The sensitivity and specificity of the EU-TIRADS score observed in our study are in accordance with the literature16,27. Compared to the study by Léa Demasquet19, which reported a specificity of 31%, a 90.5% sensitivity and 46.8% diagnostic accuracy of the EU-TIRADS score, the results of our study show improved values ​​for sensitivity and specificity. Based on the results of our study, we can safely assume that thyroid ultrasound is the examination of choice in the selection of thyroid nodules suspected of malignancy, in accordance with the literature7,28,29,30. Many studies have focused on the diagnostic value of thyroid ultrasound in detecting thyroid cancer31,32,33,34,35. Several studies have also proven the importance of the EU-TIRADS score in the characterization of thyroid nodules12,36,37. The present study carried out in the DRC supports their results. Our study also suggests that good training in thyroid ultrasound and an improvement in the access rate of patients with thyroid nodules, to this non-invasive imaging technique, would contribute to improving the management of thyroid pathology in the country.

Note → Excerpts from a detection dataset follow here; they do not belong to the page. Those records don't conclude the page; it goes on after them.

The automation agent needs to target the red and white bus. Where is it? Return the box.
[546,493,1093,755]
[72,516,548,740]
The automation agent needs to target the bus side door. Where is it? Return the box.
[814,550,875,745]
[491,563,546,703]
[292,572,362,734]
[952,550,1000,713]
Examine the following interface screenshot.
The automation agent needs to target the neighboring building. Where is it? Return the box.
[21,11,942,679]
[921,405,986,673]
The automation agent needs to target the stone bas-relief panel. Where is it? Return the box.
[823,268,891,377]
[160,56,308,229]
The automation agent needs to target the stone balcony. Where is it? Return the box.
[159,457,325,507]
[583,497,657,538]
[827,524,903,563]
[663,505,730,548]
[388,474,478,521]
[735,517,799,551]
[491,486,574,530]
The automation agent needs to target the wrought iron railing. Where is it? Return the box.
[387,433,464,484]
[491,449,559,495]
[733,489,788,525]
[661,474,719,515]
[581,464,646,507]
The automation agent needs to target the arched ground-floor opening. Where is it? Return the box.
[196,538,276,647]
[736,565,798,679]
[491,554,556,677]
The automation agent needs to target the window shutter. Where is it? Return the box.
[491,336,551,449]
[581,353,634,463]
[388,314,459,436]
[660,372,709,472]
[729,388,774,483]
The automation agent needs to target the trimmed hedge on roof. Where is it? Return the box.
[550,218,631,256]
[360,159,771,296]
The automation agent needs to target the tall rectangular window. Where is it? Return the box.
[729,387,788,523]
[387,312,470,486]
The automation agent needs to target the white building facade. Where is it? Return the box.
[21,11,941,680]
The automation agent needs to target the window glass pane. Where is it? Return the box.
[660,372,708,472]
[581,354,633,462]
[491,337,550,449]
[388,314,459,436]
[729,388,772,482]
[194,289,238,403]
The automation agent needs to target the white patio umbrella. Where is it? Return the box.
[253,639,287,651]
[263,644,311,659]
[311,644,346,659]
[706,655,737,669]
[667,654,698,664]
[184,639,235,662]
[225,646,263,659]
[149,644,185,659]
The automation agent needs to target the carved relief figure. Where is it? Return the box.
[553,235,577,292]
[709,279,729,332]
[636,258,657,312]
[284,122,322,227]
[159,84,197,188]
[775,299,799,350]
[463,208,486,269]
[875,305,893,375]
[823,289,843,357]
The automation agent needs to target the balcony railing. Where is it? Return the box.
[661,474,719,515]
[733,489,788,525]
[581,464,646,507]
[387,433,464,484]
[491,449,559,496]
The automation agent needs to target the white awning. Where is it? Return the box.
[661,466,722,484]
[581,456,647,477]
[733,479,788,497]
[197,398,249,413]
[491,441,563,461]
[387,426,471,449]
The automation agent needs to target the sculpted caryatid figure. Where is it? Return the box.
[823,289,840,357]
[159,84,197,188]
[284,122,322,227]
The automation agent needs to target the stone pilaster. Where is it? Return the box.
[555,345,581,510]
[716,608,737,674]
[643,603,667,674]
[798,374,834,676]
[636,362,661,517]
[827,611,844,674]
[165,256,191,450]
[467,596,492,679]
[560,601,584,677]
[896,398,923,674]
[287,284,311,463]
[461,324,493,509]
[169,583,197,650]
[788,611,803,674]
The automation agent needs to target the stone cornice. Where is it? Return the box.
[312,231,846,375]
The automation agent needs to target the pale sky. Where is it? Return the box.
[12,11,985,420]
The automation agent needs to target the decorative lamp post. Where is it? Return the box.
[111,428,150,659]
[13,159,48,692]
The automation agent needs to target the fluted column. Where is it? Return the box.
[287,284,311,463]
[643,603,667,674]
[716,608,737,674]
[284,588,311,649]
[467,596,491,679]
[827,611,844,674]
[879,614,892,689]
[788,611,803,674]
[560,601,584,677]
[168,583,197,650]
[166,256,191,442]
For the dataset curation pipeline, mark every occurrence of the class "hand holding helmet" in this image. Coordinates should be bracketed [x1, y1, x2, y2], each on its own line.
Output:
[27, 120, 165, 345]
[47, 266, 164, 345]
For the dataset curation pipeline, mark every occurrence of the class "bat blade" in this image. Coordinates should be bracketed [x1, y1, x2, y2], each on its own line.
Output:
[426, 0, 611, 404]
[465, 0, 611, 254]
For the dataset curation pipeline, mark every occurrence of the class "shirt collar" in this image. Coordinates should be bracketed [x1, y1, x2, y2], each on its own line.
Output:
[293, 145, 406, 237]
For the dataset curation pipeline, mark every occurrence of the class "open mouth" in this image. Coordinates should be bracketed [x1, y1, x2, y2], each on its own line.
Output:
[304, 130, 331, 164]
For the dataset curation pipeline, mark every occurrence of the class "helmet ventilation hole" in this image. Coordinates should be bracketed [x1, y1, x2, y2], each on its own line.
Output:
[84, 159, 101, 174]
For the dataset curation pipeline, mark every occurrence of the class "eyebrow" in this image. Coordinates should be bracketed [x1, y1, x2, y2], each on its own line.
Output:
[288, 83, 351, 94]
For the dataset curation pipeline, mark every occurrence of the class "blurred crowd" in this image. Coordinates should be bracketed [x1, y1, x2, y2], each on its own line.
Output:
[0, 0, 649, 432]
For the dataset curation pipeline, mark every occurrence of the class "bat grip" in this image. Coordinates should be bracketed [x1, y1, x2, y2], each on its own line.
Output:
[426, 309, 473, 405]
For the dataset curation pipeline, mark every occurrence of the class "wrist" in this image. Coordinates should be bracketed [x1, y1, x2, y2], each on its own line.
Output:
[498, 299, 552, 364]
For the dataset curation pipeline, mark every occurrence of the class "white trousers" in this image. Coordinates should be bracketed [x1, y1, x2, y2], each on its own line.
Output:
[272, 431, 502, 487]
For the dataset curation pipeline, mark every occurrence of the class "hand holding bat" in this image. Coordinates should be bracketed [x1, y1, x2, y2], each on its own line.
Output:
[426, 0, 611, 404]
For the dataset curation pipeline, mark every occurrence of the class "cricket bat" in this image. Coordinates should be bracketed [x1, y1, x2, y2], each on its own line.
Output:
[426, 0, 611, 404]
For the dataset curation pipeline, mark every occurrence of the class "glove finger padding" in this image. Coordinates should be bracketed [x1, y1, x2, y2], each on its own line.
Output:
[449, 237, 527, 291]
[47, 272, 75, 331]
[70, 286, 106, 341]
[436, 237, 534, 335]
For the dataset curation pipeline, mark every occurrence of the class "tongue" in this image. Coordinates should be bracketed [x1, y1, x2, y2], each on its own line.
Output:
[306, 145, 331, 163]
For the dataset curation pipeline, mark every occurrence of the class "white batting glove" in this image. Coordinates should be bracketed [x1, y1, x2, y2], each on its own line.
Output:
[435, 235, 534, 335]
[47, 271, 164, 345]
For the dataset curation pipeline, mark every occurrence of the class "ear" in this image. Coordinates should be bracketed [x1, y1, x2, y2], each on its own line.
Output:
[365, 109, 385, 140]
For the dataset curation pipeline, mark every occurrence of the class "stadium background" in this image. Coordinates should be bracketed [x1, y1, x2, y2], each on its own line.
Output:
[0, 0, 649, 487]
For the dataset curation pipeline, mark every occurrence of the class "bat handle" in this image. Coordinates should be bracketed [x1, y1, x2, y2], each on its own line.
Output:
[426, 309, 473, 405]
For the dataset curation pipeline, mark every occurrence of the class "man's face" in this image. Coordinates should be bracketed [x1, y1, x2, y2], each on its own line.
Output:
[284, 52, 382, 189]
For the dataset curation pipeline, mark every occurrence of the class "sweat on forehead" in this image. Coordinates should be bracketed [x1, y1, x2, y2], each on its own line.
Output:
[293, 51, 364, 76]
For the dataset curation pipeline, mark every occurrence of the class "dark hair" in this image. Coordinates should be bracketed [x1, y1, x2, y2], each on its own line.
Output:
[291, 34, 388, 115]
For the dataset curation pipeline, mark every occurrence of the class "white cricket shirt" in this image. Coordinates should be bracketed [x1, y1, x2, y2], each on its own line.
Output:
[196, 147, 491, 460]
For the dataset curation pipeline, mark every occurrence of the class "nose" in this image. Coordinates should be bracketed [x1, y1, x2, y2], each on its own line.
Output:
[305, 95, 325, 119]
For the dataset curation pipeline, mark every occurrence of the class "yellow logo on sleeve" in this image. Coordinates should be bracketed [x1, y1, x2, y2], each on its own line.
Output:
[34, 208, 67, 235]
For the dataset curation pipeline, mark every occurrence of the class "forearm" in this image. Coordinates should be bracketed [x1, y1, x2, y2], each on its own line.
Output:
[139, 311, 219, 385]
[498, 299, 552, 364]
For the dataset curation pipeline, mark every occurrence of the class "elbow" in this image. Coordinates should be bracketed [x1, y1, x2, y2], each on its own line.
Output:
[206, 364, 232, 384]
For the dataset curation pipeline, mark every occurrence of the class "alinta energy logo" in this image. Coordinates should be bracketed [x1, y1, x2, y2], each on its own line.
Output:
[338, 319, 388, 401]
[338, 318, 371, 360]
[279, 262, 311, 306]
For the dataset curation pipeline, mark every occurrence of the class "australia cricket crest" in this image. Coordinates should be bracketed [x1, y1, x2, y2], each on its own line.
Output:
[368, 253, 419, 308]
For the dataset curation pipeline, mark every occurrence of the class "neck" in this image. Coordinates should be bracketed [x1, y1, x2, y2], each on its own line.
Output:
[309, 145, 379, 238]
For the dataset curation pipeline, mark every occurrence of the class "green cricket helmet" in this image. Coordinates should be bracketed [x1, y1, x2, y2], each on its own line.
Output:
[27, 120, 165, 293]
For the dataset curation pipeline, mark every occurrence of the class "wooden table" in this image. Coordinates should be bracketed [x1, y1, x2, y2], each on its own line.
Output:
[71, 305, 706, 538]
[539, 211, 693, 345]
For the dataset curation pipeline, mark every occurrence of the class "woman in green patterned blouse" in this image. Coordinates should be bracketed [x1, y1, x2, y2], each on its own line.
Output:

Certain limitations must be considered when interpreting the results of this study. Some clinical information were missing from medical files when collecting the data. Thyroid ultrasounds were performed by several doctors specializing in medical imaging, with different brands of ultrasound machines. No uniform protocol for carrying out the examination had been imposed. The bias related to the interpretation of the images by the operator and to the obsolescence of the device used could influence the quality of the data. FNA results were not available as this practice was not common during the period of this study. We do not know to what extent the results of this study can be extrapolated to all Congolese patients with a thyroid nodule in the hospital setting. However, this study has the merit of addressing the subject for the first time in the country. The sample size strengthens the results.

In a low-income country, a well performed thyroid ultrasound, using the EU-TIRADS score, could be an important tool in the selection of thyroid nodules suspected of malignancy and requiring histopathological examination.